Os textos "OSS" têm a estrutura de letras de música: rimas regulares, metros bem marcados e visam o impacto imediato.

Trata-se, portanto, de um produto híbrido: algo entre e entre.

Nesse sentido, é uma poesia problemática. O "Jornal da Tarde", de São Paulo, que dedicou bom espaço à antologia, com foto dos autores e tudo, se mostrou muito chocado com os "palavrões" da poesia "OSS". Tudo bem, coisas do futebol… Poesia não se faz com palavrinhas, se faz com palavrões.

O problema maior, porém, é a própria questão, que é problema de toda uma geração: até que ponto uma letra de música se sustenta enquanto poesia, no papel?

Algumas coisas, na antologia "OSS", são, realmente, apenas, letras (ou começo de) de rock. E ficam fracos no papel.

Mas há momentos intensos que transcendem essa barreira: "me apresente um cara normal", "não vou ter amigos aos 40", "botando pra poder".

Graficamente, "OSS" apresenta um design mais avançado do que a programação visual do "Feiticeiro": os tipos, mais variados, são ampliados, e cada poema ocupa, exatamente, uma página.

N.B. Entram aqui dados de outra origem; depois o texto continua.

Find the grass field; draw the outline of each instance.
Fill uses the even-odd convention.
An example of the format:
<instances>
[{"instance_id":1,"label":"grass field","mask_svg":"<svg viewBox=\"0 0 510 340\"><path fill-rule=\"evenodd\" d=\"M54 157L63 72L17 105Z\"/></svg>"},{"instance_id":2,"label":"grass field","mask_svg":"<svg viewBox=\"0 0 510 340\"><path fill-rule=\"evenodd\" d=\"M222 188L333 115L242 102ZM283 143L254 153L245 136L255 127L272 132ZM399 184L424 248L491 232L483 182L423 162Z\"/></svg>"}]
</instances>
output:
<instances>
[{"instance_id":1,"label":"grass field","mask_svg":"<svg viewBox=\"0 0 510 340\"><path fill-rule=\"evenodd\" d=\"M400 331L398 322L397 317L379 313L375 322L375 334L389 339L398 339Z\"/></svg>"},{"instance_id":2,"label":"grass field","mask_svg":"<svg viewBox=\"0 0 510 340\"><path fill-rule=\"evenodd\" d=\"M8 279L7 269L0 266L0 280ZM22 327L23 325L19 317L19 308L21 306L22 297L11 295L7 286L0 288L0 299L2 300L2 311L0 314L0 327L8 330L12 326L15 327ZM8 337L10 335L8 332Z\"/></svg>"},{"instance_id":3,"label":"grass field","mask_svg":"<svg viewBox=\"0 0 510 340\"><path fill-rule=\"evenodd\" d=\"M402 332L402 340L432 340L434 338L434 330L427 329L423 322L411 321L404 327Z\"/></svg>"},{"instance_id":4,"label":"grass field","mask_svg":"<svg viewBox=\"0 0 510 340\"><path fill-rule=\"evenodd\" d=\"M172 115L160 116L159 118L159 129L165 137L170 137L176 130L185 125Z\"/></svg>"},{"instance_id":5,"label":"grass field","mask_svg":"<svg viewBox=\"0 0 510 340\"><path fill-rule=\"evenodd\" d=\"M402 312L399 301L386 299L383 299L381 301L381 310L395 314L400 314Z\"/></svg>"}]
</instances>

Outro aspecto a destacar é a raridade da criação coletiva: os poemas "OSS" são assinados por dois ou mais poetas, de uma vez, lembrando o trabalho conjunto, próprio da música popular, parcerias e cumplicidades, poemas a quatro, a seis mãos.

 

ENCONTROVÉRSIA

 

Englobando seis poetas, um dos quais, o veterano mestre Scherner saiu no "Feiticeiro", a antologia "Encontrovérsia" não chega apenas com uma bela montagem verbal em seu nome. Chega com uma poesia de boa feitura, com muito parentesco de concepção formal entre os poetas: poemas, na maior parte, curtos, alguns, apenas flashes verbais, incorporando tanto os recursos da poesia "marginal" dos anos 70, quanto das vanguardas dos anos 60 (fragmentações, trocadilhos, espacejamento, tudo em caixa baixa, montagens...). Na assimilação perfeita e sentida destas técnicas, o poema "elemento móvel" de Jandyra Kondera.

Mas os poemas encontroversos não ficam nisso. Ao contrário dos poemas concretos e dos marginais, os encontroversos são intimistas, flagram mini-estados interiores, num movimento que quase dá vontade de chamar ''psicanalítico". Comparados com os arruaceiros acordes da Banda "OSS", os encontroversos têm algo de feminino, de "ying", de delicadeza de pétala passando pela pele da sensibilidade.

O que destoa da relativa uniformidade estilística e formal dos encontroversos é o "Não me Perguntem", de mestre Scherner, longo poema dramático, dança do rei Davi diante da arca, em blocos que levam os nomes das letras do alfabeto hebraico. Um poema, assim, com uma carga erudita de referencial literário, distante do leve brincar de um Cabanas ou do Pena Kuchenberger, autor de deliciosos epigramas no melhor estilo esperto dos anos 70:

 

brota das areias

da procura e da oferta pálido poema

cáctus que deserta

 

Sim, poeta, o cáctus está dando flor.

 

 

Vertigo
Vertigo. Paulo Leminski

 

 

Paulo Leminski*, autor, entre outras obras, de Catatau (1975), Não fosse isso… (Zap, 1980), Caprichos e Relaxos (Brasiliense, 1983 ∕ Círculo do Livro, 1987), Agora é que são elas (Brasiliense, 1985), Trótski, a Paixão segundo a Revolução (Brasiliense, 1985), Anseios Crípticos (Criar Edições, 1986), Distraídos venceremos (Brasiliense, 1987). Sua atividade de tradutor compreende a recriação para o português de Petrônio, Beckett, Mishima, John Lennon, Jarry, Feringhettu, Fante e Joyce.